“There’s a map of the loch?”
“There’s a map of everything. Come, I’ll show ye where the fish like to hide.”
He didn’t realize until he heard Ava’s quiet exhale behind him that he had made a promise about showing Esther something. That he had assumed, without thinking, that there would be a next time.
A map, a lesson, and a walk out here again in different weather.
They settled on a flat stretch of bank while Ava lay out what she’d apparently packed without mentioning. A cloth, bannocks, cold meat, two apples, and a small jar of something that turned out to be honey. Esther immediately became very interested in the honey.
“Ye planned this,” he said quietly enough that Esther, who had crouched at the water’s edge to look for the smug fish, wouldn’t hear.
“Aye.” Ava didn’t look up from the jar. “Was I wrong?”
He looked at Esther, who was now narrating something in a low voice to the surface of the water.
“Nay,” he said. “Ye weren’t wrong.”
Ava turned back to the jar of honey. Not quickly enough, he might have caught the corner of her mouth before she got it under control. She pressed her lips together and said nothing, which was, he was beginning to understand, how she looked when she was pleased and had decided not to make anything of it.
They ate with Esther between them again, sitting cross-legged on the cloth, honey on her bannock and a look of profound contentment on her face that Noah was quite sure he hadn’t seen before. Not like this. Not this relaxed and unguarded.
She ate without watching him. Spoke without measuring the words first.
When she reached across him for the second apple, she said, “Excuse me,” routinely, the way a child does when they feel safe enough not to think about manners because manners have simply become part of how things are.
“She hasnae eaten like this before,” he said quietly to Ava.
“She eats well most mornings now.” Ava handed him a bannock. “Took about a week before she stopped leavin’ half her plate.”

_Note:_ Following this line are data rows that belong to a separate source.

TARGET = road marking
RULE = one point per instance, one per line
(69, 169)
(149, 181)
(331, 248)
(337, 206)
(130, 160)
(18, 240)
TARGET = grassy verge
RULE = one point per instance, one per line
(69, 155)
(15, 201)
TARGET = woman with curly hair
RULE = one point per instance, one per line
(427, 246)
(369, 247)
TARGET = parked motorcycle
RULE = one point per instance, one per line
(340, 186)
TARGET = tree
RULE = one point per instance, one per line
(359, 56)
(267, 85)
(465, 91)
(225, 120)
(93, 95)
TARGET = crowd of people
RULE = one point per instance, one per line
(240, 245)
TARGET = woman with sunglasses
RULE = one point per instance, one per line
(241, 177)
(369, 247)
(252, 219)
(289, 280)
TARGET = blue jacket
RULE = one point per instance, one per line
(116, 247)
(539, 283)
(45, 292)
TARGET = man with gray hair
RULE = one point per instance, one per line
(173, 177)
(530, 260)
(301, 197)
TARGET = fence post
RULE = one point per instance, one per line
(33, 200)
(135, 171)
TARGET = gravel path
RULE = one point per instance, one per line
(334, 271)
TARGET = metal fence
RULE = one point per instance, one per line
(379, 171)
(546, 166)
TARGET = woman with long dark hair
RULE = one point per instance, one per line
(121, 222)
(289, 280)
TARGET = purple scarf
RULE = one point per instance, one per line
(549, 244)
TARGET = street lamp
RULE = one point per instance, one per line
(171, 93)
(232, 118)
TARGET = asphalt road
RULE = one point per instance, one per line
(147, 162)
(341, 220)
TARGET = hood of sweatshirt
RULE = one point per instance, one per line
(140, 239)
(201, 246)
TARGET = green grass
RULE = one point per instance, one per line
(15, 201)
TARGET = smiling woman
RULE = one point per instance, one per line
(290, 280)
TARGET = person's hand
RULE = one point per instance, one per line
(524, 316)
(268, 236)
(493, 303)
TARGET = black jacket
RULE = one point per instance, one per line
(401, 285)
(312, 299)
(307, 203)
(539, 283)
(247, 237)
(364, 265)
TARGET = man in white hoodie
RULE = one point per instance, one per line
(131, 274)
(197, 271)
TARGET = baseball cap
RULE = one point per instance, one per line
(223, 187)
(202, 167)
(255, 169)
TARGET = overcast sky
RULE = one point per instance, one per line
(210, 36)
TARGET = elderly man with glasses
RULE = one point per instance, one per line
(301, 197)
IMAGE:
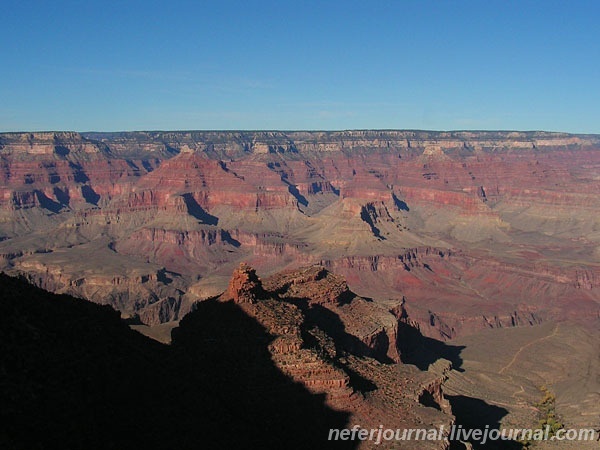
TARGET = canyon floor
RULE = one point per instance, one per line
(401, 254)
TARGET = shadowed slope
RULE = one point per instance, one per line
(75, 376)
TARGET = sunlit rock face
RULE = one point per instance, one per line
(467, 230)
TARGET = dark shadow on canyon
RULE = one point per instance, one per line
(74, 376)
(422, 351)
(196, 211)
(475, 414)
(330, 322)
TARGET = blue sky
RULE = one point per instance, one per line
(439, 65)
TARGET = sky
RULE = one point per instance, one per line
(300, 65)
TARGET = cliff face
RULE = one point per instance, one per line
(473, 229)
(328, 339)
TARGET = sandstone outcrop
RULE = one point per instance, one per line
(515, 215)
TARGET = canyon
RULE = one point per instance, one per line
(371, 257)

“She was leavin’ half her plate?”
“She was worried about takin’ too much,” Ava said it simply, without making it into something he was supposed to feel guilty about. Just a fact, offered so he’d know. “She’s better now.”
He processed this in silence.
Later, Esther discovered that throwing small stones into the shallows caused the ripples to meet in interesting patterns. This completely occupied her.
Noah and Ava sat back and watched, and the silence between them had none of the charged quality of the study two nights ago.
It was, strangely, simply comfortable.
“She greeted me,” Noah said.
“She practiced for two days,” Ava said. “I wasnae supposed to tell ye that.”
Noah said nothing for a moment. He looked back at Esther. At her small, serious face, still fixed on the ripples, entirely unaware her secret had just been betrayed.
Something flickered across his face that he didn’t manage to hide before it showed. He turned away, facing the water again.
“I willnae tell her ye told me,” he said.
“She’d be mortified if ye did,” Ava agreed, with no remorse whatsoever.
He looked over at her. She was watching Esther with the gentle attention she always wore when she thought no one was looking at her, unguarded, warm, and completely genuine.
The morning sun had caught her hair where it had come loose at her temples.
“Ye’ve done somethin’ I couldnae,” he said. “In two years of tryin’.”